Histidine is called a semi-essential amino acid (protein building block) because adults generally produce adequate amounts but children may not. Histidine is also a precursor of histamine, a compound released by immune system cells during an allergic reaction.

How It Works

How to Use It

Most people do not need to supplement histidine. Optimal levels for others remain unknown. Human research has used between 1 gram and 8 grams per day.

Where to Find It

Dairy, meat and poultry, and fish are good sources of histidine.

Possible Deficiencies

According to limited research, many people with rheumatoid arthritis have low levels of histidine. Taking histidine supplements might improve arthritis symptoms in some people.1


Interactions with Supplements, Foods, & Other Compounds

At the time of writing, there were no well-known supplement or food interactions with this supplement.

Interactions with Medicines

As of the last update, we found no reported interactions between this supplement and medicines. It is possible that unknown interactions exist. If you take medication, always discuss the potential risks and benefits of adding a new supplement with your doctor or pharmacist.
The Drug-Nutrient Interactions table may not include every possible interaction. Taking medicines with meals, on an empty stomach, or with alcohol may influence their effects. For details, refer to the manufacturers’ package information as these are not covered in this table.
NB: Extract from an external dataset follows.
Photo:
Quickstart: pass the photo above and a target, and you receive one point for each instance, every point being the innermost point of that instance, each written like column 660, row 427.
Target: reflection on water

If you take medications, always discuss the potential risks and benefits of adding a supplement with your doctor or pharmacist.

Side Effects

Side Effects

No side effects have been reported with histidine. However, people with kidney or liver disease should not consume large amounts of amino acids without consulting a healthcare professional.


1. Gerber DA, Gerber MG. Specificity of a low free histidine concentration for rheumatoid arthritis. J Chronic Dis 1977;30:115-27.